Yesterday Rishi Sunak, the British Chancellor of the Exchequer (though that job title belongs to no other country so far as I know), showed why is considered to be the country’s top performing minister after Boris Johnson, the Prime Minister. It was Budget Day; he got most things right, while putting off a lot of decisions for another day.
The central issue for the government is, of course, dealing with the pandemic. His decision was to continue with a whole raft of fiscal support measures, such as the furlough scheme, until the end of September. This is well after the vaccine programme is supposed to have brought society back to normal, sort of. This shows that Mr Sunak has learned from his mistakes. Last year he was too eager to hurry things back to normal and withdraw fiscal support. Like his boss, he seems to have effortlessly risen above the mistakes of 2020.
But how is this to be paid for? Government finance does not work like household finance, and especially not for a medium-sized developed country with its own currency, like the UK. Mr Sunak has simply added the costs to the national debt without any serious plans to repay it. After dealing with short-term support for the stricken economy, Mr Sunak’s next priority is to show how he will stabilise government finances in the new, shrunken, normal by reducing the budget deficit. He did this by freezing tax allowances and raising the rate of corporation tax (from 2023). The former will allow the government to benefit disproportionately from incomes increasing through inflation. This allows the Conservatives to stick to their pledge not to raise personal tax rates, nowithstanding the hurricane that has hit the economy.
A lot is missing from this plan. Public spending plans have not been changed once the emergency subsides, though it isn’t hard to see many ways in which the stress on public services will rise; some are painting this as strategic choice for a return to austerity, but surely it is too early to say for sure. The long-promised solution to social care funding did not materialise. The temporary increase in Universal Credit, which many want to make permanent, has been prolonged only until 30 September. There were various gimmicks under the heading of “growth strategy”, i.e. measures to encourage business investment, but nothing major. Tax advisers will indeed get an economic boost, especially from his 130% capital allowance scheme for “productive” investment. So the Budget was not the long-term strategic rethink many had been hoping for.
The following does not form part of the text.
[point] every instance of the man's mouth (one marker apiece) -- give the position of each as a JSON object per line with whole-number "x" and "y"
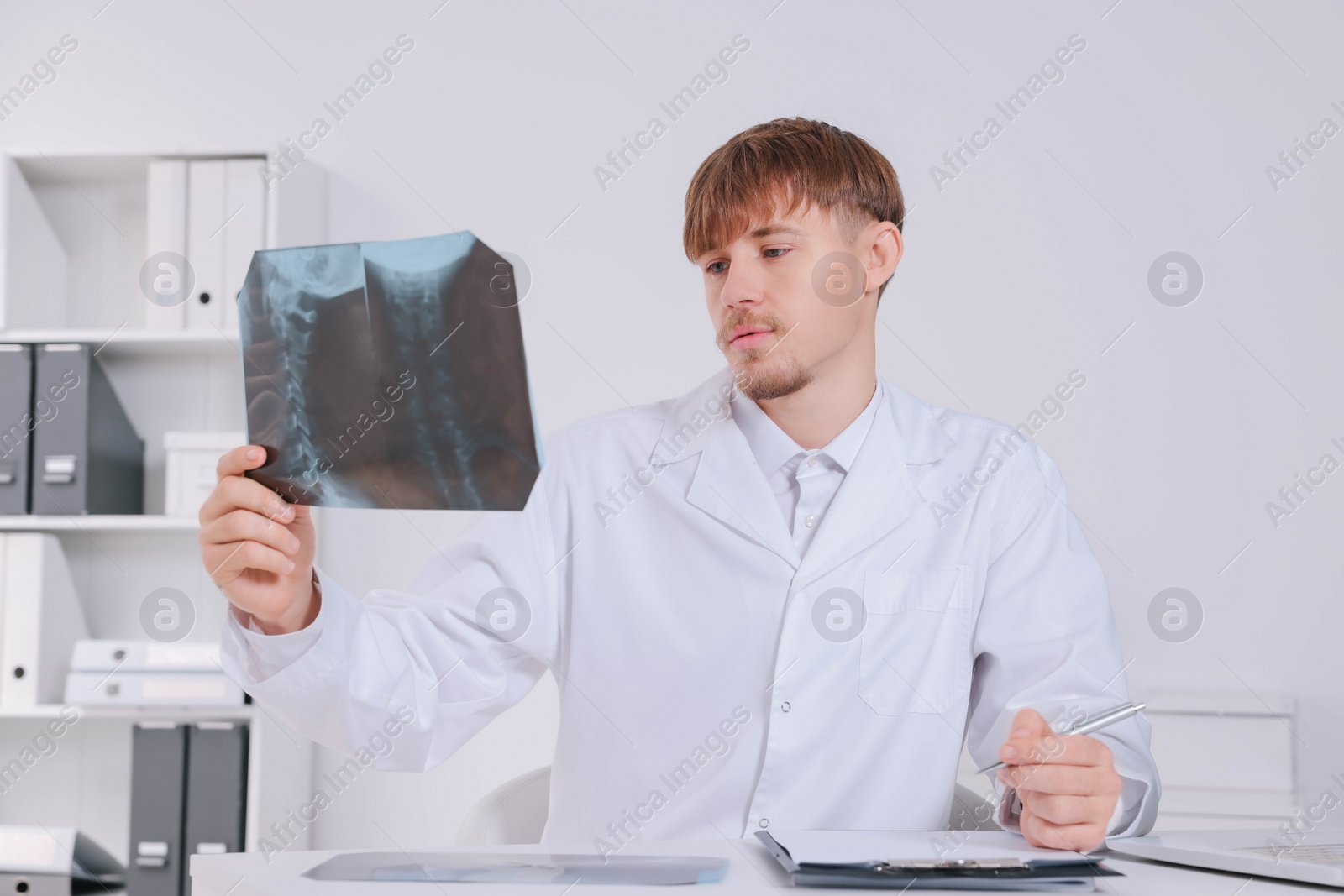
{"x": 749, "y": 336}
The big question is whether the government has such a rethink in mind at all, or whether it is saving it for later. Saving it for later would be perfectly sensible in the current fast-changing environment. A lot of criticism is focused on these missing items, however. Another line of attack, notably from the Liberal Democrats, points to gaps in the emergency support, especially for smaller businesses. This is valid, but it is a bit late for a government rethink.
The leaves two bigger questions: is it sensible to put off dealing with the expanded national debt? And is it sensible to raise the rate of Corporation Tax? My answer to both is “yes”. The limits to government finance are very tricky to assess. On the one extreme we have countries like Argentina, constantly overdoing it and stuck in a world of inflation and debt crisis; on the other we have Japan, whose mountainous public debt and frlarge budget deficits are simply shrugged off. A large national debt needs to be refinanced over time, as the bonds that finance it mature. For now this is cheap and there are plenty of buyers. But that can change; interest rates can rise; investors can be scared off. There’s no sign of this at the moment, but this debt will be with us for a long time. Can’t the Bank of England take on the debt that the markets can’t digest anyway? Yes, but this is a bad idea if inflation is in the system, especially wage inflation. But some wage inflation is good – it is the process by which living standards increase, especially in poorer households. Another problem is if the country requires a lot of foreign currency (the position Argentina got itself into); this is a risk if the country has a large current account deficit. But there are no warning lights flashing on either inflation or currency needs. If that changes the government might need to raise taxes further – but not yet.
And as for Corporation Tax, the government’s reversal of strategy is spectacular. Starting with the Coalition with the Lib Dems in 2010, the rate has been steadily reduced to 19%; the plan now is to bring it up to 25%. This rise is widely portrayed as an attack on business. But that isn’t the right way to look at it. As a tax on profits, rather than on sales, employment or property occupation, it is a very efficient tax. The incentives to run a business efficiently remain unchanged by the rate. It is better regarded as a tax on capital. It is certainly one of the things that companies look at when deciding where to locate a business internationally – but it is still quite competitive at 25%, and basing attractiveness to business investment on tax rates is an invitation to footloose capital, not secure growth. Capital is already cheap, and the story of this century has been the rise of rewards on capital compared to labour. This looks like a good place a tax hike. There are problems with the tax, especially in its treatment of foreign trade and borrowing, but the rate is surely not too high.
Politically, though, this Budget is part of a general revival of the Conservatives’ fortunes. Mr Johnson and Mr Sunak are often painted as rivals, and doubtless they are, but so far this year they are working well together, promoting a narrative of a sure-footed, cautious but fiscally generous recovery from the pandemic. Labour, who had opposed the rise in Corporation Tax, are floundering.
The pendulum swings rapidly in politics, but Rishi Sunak is showing a sure touch. Later this year, as his bluff is called on public spending, it will be interesting to see what he and the rest of the government do.